Mc 7, 31-37
« Effata ! Ouvre-toi ! »
Par Pierre ABRY, curé
Combien de fois, dans des dialogues de sourds, entendons-nous la répartie facile : « Oui ! Mais moi, je suis ouvert ! » L’interlocuteur s’en trouve immédiatement discrédité, enfermé, au nom même de la prétendue « ouverture », dans la catégorie des sourds-muets, des intolérants. « Je suis ouvert ! » N’y aurait-il donc plus rien à ouvrir en toi ? Ne saurais-tu donc t’ouvrir à aucune nouveauté surprenante ? Si c’est là ton « ouverture », alors quelle réclusion ! Après avoir ouvert les yeux de l’aveugle-né, Jésus reprochera amèrement aux pharisiens : « Si vous étiez aveugles, vous n’auriez pas de péché ; mais vous dites : Nous voyons ! Votre péché demeure. » (Jn 9,41) « Rien d’étonnant : Satan lui-même se déguise en ange de lumière » (2 Co 11,14), le vice se revêt de bons propos et au nom de la liberté les têtes tombent !
Plutôt que de nous targuer d’une « ouverture » qui nous mure en nous-mêmes et enferme l’autre, reconnaissons-nous fils d’Adam, qui le premier a fermé ses yeux à l’amour de Dieu, fermé son oreille à la Parole de Vie et en est devenu muet ou mieux, bègue, accusateur et menteur à répétition. Il a ainsi fermé la création elle-même à son Auteur.
Ce dimanche, Jésus nous visite dans nos terres païennes, nos « décapoles » modernes, nos mégapoles, nos terres, nos villes, nos cœurs fermés à Dieu, tout en prétendant lui être ouverts. Il vient prendre chacun de nous à part, « à l’écart, loin de la foule ». Nous qui sommes sourds à la parole de l’autre, car nous savons déjà ce qu’il va dire, avant même qu’il ne l’ait dit.

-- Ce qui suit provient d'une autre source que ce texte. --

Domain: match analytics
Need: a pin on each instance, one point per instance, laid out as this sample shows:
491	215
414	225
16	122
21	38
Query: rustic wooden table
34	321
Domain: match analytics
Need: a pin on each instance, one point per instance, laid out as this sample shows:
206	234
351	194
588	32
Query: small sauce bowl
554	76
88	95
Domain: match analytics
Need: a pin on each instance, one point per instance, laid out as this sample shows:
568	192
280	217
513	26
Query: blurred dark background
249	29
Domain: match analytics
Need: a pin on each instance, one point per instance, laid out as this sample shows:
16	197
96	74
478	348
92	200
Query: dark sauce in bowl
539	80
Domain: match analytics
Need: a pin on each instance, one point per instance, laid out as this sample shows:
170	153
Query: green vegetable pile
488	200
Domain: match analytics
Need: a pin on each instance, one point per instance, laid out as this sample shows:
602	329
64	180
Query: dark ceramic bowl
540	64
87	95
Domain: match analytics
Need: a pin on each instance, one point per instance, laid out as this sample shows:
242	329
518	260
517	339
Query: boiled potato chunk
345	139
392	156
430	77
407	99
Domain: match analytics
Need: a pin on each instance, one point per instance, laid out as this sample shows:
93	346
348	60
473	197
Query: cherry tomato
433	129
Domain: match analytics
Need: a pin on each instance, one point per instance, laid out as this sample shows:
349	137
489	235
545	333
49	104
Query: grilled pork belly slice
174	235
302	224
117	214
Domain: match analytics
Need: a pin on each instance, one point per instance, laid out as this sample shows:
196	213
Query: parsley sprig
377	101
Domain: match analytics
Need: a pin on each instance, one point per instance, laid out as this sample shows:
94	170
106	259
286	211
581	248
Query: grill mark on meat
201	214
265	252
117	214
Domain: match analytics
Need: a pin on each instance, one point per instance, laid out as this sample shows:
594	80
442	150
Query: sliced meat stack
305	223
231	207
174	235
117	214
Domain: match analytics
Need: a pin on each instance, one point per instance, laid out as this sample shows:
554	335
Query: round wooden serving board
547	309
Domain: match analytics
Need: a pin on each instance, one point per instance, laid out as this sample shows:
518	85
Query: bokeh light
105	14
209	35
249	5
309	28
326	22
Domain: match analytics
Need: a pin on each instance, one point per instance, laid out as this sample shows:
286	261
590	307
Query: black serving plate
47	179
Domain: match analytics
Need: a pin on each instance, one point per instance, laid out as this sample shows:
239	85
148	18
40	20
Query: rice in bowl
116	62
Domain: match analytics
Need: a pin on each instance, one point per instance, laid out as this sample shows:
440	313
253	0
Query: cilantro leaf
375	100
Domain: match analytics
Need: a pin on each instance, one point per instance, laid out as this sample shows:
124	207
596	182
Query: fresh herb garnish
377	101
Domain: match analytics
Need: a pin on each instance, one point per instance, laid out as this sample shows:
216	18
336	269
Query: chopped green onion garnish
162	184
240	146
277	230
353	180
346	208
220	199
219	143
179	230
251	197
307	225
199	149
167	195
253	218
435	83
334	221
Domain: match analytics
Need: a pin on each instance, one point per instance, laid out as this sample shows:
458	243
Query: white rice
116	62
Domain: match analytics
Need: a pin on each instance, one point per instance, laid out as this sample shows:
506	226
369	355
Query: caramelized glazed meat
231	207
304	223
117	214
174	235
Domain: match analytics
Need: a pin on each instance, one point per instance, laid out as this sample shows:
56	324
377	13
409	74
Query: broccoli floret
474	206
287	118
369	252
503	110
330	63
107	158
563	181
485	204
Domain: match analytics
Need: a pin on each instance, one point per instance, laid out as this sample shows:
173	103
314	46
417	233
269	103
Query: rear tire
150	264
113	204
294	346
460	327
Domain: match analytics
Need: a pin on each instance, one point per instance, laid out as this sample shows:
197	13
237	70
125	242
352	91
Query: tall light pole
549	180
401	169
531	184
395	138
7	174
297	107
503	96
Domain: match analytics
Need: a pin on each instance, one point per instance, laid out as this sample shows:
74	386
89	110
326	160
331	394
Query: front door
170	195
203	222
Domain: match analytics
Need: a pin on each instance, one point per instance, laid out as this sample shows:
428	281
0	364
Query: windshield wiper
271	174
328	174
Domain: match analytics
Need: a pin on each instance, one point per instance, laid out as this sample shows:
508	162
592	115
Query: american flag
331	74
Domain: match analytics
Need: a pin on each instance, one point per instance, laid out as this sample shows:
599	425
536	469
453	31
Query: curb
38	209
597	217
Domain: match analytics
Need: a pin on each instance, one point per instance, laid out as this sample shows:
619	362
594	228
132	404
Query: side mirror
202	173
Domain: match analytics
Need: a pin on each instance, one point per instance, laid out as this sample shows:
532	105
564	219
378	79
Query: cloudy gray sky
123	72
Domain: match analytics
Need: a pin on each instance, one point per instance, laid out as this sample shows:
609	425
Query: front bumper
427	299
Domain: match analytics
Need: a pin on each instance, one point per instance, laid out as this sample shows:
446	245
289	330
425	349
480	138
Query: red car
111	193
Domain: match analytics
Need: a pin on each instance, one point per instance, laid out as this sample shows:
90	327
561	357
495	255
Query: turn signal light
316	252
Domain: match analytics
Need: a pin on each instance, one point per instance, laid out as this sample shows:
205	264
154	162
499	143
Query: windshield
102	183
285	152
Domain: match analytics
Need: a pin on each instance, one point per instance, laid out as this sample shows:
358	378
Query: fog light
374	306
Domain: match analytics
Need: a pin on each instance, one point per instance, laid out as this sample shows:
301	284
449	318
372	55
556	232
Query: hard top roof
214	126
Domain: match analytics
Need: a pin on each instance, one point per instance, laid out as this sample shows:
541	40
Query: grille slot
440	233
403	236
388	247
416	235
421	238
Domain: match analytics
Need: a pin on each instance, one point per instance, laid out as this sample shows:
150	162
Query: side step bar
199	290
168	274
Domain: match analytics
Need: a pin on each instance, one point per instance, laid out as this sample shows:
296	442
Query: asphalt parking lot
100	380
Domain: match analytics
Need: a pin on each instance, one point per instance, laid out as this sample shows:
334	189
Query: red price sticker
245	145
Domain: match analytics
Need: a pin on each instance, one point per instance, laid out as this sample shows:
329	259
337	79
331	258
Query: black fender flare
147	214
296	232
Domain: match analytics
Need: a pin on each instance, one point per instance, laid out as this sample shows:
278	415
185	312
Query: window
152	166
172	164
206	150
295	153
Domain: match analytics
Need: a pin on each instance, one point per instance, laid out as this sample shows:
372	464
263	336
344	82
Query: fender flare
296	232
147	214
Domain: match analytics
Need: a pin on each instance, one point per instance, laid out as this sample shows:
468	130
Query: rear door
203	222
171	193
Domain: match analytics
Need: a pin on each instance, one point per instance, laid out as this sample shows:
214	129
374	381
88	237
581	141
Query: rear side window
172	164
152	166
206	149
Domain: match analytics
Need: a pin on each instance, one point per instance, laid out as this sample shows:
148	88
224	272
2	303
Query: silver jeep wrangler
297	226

Nous qui avons « de la difficulté à parler », car il faudrait que l’autre ait compris notre détresse, avant même que nous l’ayons exprimée…
Mais comment parler à un sourd qui n’entend pas ? Comment dialoguer avec un muet qui ne parle pas ? Par le seul langage des signes qui opère un toucher de la grâce. Le toucher est non seulement le tact au sens physique, mais aussi ce sens spirituel, « être touché », rejoint au plus intime. « Effata ! Ouvre-toi ! » Ce rite posé sur nous au jour du baptême prend une vie à se déployer en nous. Ouvre-toi à l’amour du Père, à sa Parole totalement exprimée en Christ. Alors tes lèvres, à l’image de celles de la Vierge Marie, s’ouvriront à l’action de grâce, pour proclamer les grandes choses que le Puissant fit pour toi. Non seulement tes lèvres, mais ton cœur deviendront eucharistiques. Tu seras un être de communion, ouvert à Dieu et aux frères.